Anyway, is there a way to get her to target the toy itself rather than focusing on my hands so much? Might she grow out of it as she gets older (she's 9 months now)? Why can't I ever have a normal training problem with my dogs?


----------



## lemonadeicedtea (Aug 8, 2011)

Is the toy (and thus play) "dead" until she bites it in the right position? 

(I don't have anything helpful to add beyond that, sorry for your hands. )


----------



## jae (Jul 17, 2012)

My dog does this as well. When I brought it up at a sch eval, I was told that (this is paraphrased) it is an inhibition or a lack of confidence that the dog chooses not to bite at the middle of the toy; much like those dogs that will not bite the middle of the sleeve.

All that I have found what works is to be proactive about redirecting the toy so that dog has no choice but to bite the middle. If he does get your hand, reward is removed right away and back to the task. Now sometimes he goes for the middle on his own. But lately I have found, although he will not play "properly" with me all the time, he will go all out at PSA training, middle of the tug, thrashing, keeping away from the helper.
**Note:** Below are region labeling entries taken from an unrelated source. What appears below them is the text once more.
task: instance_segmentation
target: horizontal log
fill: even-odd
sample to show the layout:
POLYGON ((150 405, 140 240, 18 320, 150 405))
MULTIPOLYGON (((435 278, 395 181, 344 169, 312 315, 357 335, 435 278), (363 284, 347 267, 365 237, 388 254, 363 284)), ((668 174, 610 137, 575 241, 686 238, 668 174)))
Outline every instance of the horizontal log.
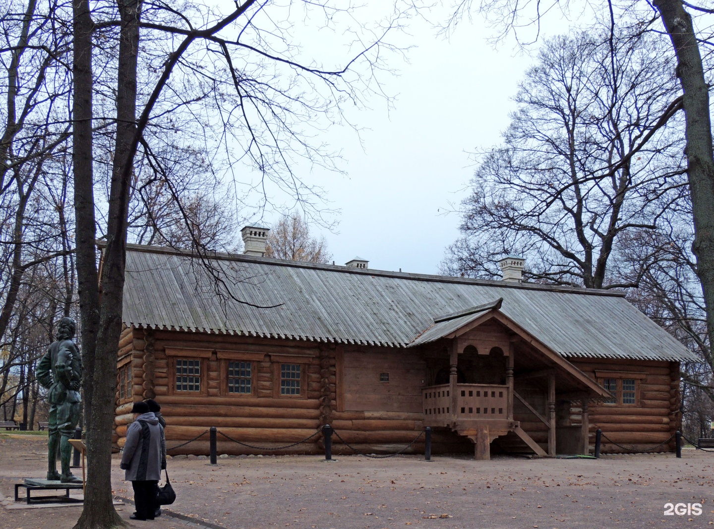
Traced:
POLYGON ((121 333, 117 347, 119 351, 121 351, 129 345, 134 346, 134 335, 131 333, 131 329, 127 329, 121 333))
POLYGON ((659 409, 641 408, 640 406, 592 405, 588 408, 590 416, 610 415, 620 417, 623 415, 646 415, 652 416, 665 414, 665 407, 659 409))
POLYGON ((640 384, 640 391, 666 391, 669 393, 670 388, 669 384, 640 384))
POLYGON ((670 424, 590 424, 590 430, 594 432, 600 428, 603 432, 668 432, 670 424))
POLYGON ((641 392, 643 399, 648 400, 667 400, 669 401, 669 391, 643 391, 641 392))
POLYGON ((121 425, 134 422, 134 413, 124 413, 114 418, 114 424, 121 425))
POLYGON ((421 429, 421 422, 414 420, 344 420, 336 419, 331 423, 336 430, 358 430, 361 431, 381 431, 384 430, 421 429))
MULTIPOLYGON (((272 393, 271 393, 272 395, 272 393)), ((256 398, 255 397, 241 397, 240 404, 236 404, 238 399, 236 397, 196 397, 189 395, 171 395, 162 397, 159 403, 177 405, 223 405, 223 406, 254 406, 256 408, 296 408, 301 409, 316 410, 319 405, 317 400, 304 398, 256 398)))
POLYGON ((126 404, 121 404, 117 406, 114 413, 118 415, 130 413, 132 408, 134 408, 134 403, 128 402, 126 404))
POLYGON ((644 415, 590 415, 590 422, 593 424, 600 423, 619 423, 620 424, 642 423, 642 424, 669 424, 668 417, 653 417, 644 415))
POLYGON ((316 430, 318 419, 298 419, 268 417, 166 417, 166 424, 172 426, 197 426, 201 428, 306 428, 316 430))

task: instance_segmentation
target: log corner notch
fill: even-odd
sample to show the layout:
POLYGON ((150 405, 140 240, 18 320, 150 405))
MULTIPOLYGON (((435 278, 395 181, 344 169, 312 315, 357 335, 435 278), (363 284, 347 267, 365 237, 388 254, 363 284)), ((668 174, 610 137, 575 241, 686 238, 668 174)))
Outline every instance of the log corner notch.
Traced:
MULTIPOLYGON (((682 429, 682 413, 680 410, 681 381, 680 380, 679 362, 670 362, 670 435, 674 435, 682 429)), ((669 449, 674 450, 676 441, 674 438, 669 442, 669 449)))
MULTIPOLYGON (((131 363, 132 396, 131 400, 129 402, 121 402, 119 387, 117 387, 116 408, 114 411, 114 431, 111 438, 112 445, 115 448, 124 446, 126 441, 126 426, 134 421, 134 415, 131 413, 134 403, 143 400, 143 398, 149 398, 144 396, 146 394, 145 388, 146 386, 144 385, 146 384, 147 380, 144 364, 146 359, 147 342, 151 343, 149 352, 153 354, 154 342, 149 332, 145 336, 144 331, 141 329, 136 329, 134 326, 122 326, 117 361, 118 363, 121 364, 126 363, 127 361, 131 363), (129 358, 127 358, 127 357, 129 358)), ((151 361, 153 362, 153 359, 151 361)), ((153 369, 151 372, 151 383, 153 384, 153 369)))
POLYGON ((144 382, 141 384, 142 396, 144 399, 156 398, 156 393, 154 368, 156 367, 156 357, 154 354, 154 333, 147 331, 144 334, 144 375, 142 378, 144 382))
POLYGON ((332 421, 337 398, 337 360, 334 348, 320 350, 320 427, 332 421))

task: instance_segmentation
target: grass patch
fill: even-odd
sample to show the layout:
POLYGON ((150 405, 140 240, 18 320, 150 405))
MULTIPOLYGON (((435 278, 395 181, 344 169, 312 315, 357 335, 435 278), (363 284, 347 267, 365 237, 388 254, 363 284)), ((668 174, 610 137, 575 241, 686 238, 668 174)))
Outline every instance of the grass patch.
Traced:
POLYGON ((16 438, 16 436, 19 435, 21 437, 25 437, 27 435, 36 435, 39 437, 47 437, 48 432, 46 430, 43 431, 24 431, 21 432, 19 430, 15 430, 12 431, 3 431, 0 430, 0 438, 4 439, 12 439, 16 438))

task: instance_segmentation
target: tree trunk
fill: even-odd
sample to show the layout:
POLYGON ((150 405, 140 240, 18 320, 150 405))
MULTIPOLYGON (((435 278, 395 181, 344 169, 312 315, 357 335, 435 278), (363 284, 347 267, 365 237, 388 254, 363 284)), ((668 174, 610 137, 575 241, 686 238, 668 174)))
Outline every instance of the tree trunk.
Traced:
POLYGON ((121 332, 124 266, 126 252, 126 217, 131 171, 131 145, 136 130, 136 63, 141 1, 119 0, 121 29, 116 99, 116 141, 109 193, 107 244, 101 267, 101 304, 97 327, 94 380, 96 383, 90 405, 87 427, 87 458, 91 488, 87 487, 85 509, 75 529, 94 529, 124 525, 114 510, 111 497, 111 438, 115 408, 116 347, 121 332), (124 175, 128 175, 124 177, 124 175))
MULTIPOLYGON (((714 343, 714 152, 709 115, 709 87, 692 17, 680 0, 655 0, 677 55, 677 76, 683 93, 687 173, 694 213, 697 275, 707 309, 709 343, 714 343)), ((709 365, 713 366, 712 353, 709 365)))
MULTIPOLYGON (((124 525, 114 510, 111 480, 111 452, 105 453, 106 439, 101 438, 94 419, 94 388, 101 390, 106 379, 114 380, 113 371, 96 377, 96 336, 99 323, 99 289, 97 284, 96 236, 92 172, 92 70, 91 19, 88 0, 73 4, 74 93, 72 114, 72 163, 74 170, 74 213, 76 237, 77 283, 81 315, 81 345, 84 396, 84 418, 87 428, 87 483, 84 508, 77 520, 77 529, 106 529, 124 525)), ((111 384, 114 390, 114 383, 111 384)), ((105 419, 106 422, 106 419, 105 419)), ((105 430, 106 431, 106 430, 105 430)), ((111 438, 111 433, 107 434, 111 438)), ((111 447, 109 448, 111 450, 111 447)))

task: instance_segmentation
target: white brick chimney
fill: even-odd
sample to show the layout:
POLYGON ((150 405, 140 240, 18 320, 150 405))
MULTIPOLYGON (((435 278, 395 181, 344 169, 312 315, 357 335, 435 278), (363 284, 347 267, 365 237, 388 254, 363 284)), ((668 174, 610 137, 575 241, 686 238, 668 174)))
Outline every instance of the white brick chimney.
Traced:
POLYGON ((368 268, 368 261, 357 256, 352 259, 352 261, 348 261, 345 263, 345 266, 349 266, 351 268, 368 268))
POLYGON ((266 254, 266 243, 268 242, 269 231, 270 228, 256 226, 246 226, 241 230, 243 244, 245 246, 243 253, 246 256, 263 257, 266 254))
POLYGON ((523 268, 526 260, 520 256, 506 256, 498 261, 503 273, 501 281, 509 283, 521 283, 523 280, 523 268))

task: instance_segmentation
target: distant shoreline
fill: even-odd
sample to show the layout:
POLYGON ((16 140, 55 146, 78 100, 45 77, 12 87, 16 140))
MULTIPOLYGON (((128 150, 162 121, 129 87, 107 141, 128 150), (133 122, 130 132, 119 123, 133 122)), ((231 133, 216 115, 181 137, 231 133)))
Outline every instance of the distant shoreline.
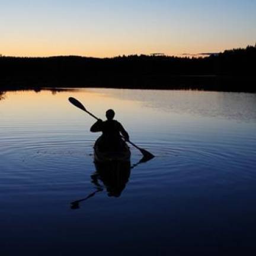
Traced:
POLYGON ((133 55, 0 57, 0 91, 42 88, 256 92, 255 46, 204 58, 133 55))
POLYGON ((255 76, 221 76, 217 75, 184 75, 171 76, 164 81, 152 78, 133 81, 131 85, 128 81, 115 83, 107 81, 105 84, 101 82, 91 82, 89 84, 81 85, 52 83, 52 84, 41 84, 32 83, 29 85, 27 82, 17 82, 12 85, 0 85, 1 91, 17 91, 31 89, 40 91, 42 89, 52 89, 58 91, 60 89, 75 89, 82 88, 112 88, 112 89, 165 89, 165 90, 197 90, 209 91, 239 92, 256 92, 255 76))

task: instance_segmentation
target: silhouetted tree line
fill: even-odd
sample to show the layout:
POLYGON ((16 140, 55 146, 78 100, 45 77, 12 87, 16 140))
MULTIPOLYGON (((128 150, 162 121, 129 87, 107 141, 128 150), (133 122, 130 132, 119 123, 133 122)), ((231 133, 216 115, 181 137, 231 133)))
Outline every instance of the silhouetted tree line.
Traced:
POLYGON ((0 89, 106 87, 256 91, 256 44, 207 57, 0 57, 0 89))

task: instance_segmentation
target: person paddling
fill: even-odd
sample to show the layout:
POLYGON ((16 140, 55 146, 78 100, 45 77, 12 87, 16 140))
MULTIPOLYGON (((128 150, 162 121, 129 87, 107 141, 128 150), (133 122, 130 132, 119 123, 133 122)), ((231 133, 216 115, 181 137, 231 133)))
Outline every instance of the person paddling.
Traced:
POLYGON ((124 130, 123 126, 117 120, 114 120, 115 113, 113 110, 109 109, 106 111, 107 120, 101 119, 97 120, 91 127, 92 132, 102 132, 100 137, 100 149, 102 151, 118 151, 125 146, 126 141, 129 140, 128 133, 124 130))

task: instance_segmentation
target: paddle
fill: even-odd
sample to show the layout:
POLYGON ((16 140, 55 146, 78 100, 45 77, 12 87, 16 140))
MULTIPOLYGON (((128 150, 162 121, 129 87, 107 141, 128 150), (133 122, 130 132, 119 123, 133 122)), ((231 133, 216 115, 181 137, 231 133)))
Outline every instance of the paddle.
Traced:
MULTIPOLYGON (((73 97, 69 97, 69 102, 72 104, 75 107, 78 107, 78 108, 80 108, 81 110, 84 111, 87 113, 89 114, 91 116, 95 118, 97 120, 99 120, 98 117, 95 116, 93 114, 92 114, 91 112, 89 112, 84 106, 84 105, 79 101, 78 101, 76 99, 73 97)), ((136 145, 135 143, 132 143, 130 140, 127 140, 127 142, 129 142, 130 144, 132 145, 134 147, 135 147, 137 149, 139 149, 141 153, 143 155, 143 157, 146 158, 146 159, 151 159, 155 157, 155 156, 152 154, 151 152, 147 151, 146 150, 142 149, 141 148, 138 147, 137 145, 136 145)))

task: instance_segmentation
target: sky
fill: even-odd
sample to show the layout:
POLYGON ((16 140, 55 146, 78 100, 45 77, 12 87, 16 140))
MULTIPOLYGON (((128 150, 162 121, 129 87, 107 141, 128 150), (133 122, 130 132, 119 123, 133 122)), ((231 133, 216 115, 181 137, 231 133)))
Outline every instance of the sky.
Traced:
POLYGON ((256 43, 256 0, 0 0, 0 54, 113 57, 256 43))

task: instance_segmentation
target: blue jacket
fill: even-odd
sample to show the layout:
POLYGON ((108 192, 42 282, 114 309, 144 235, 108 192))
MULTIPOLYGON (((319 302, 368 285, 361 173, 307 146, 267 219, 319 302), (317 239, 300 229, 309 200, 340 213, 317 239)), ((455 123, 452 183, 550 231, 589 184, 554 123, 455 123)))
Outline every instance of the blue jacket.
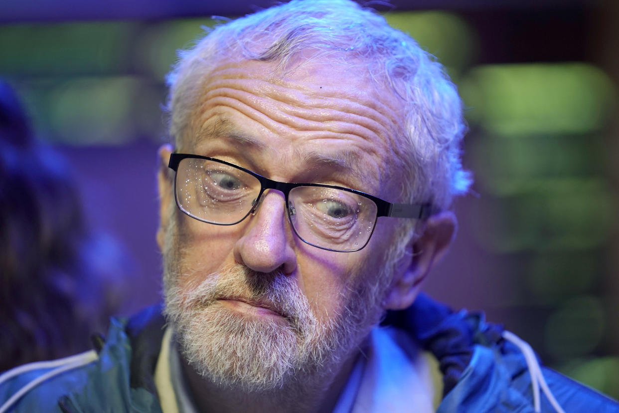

So maybe my dog feels like he does not want to hurt me? what a thoughtful dog.

I can live with it, although yes it is annoying for him to bite at the tug handles or the string on a ball-on-string, I have found ways to get around it. Redirecting the tug to his mouth. A rag reward works nicely. 2 handled tugs so that he can get one end. A thrown ball is our favorite. Still, am hoping that he will grow out of it.


----------



## AngelaA6 (Jan 20, 2013)

You're not alone  my pup does this too. I just stop and have him drop it so I can pop it back in his mouth at the correct distance from my hand. I was just consistent about it and now 90% of the time (still learning) he is now biting the toy further away from my hand


----------



## RowdyDogs (Nov 12, 2012)

Thanks, guys. Good to know I'm not alone. 

Jae, that makes total sense and I'm kind of surprised that hasn't occurred to me (or any of our cadre of trainers) before. Maybe because Abi is freaking nuts most of the time...she doesn't seem like a dog who is lacking in confidence. However, when I first got her, she had been discouraged from playing tug with people because her previous owners thought it would make her aggressive, so I initially really had to encourage her to do it. She is getting better, though. I'm not sure I'm quite ready to start removing the reward if she gets my hand though...we've only been doing this for 2 months and she's still too easily discouraged from playing tug IMO. But I will keep that in mind for the future, when we are fine-tuning her tug game.


----------



## jae (Jul 17, 2012)

Of course, that is one man's opinion, and I certainly cannot speak to how much truth there is to it. maybe some other experienced person could expand on that notion.


----------



## t.lesniak (Jan 4, 2010)

Stop over analyzing *why*, and correct your dog for biting you.
What would one dog do if another dog bit him and hurt him? 
The dog would bite him back, and show him how it feels.


----------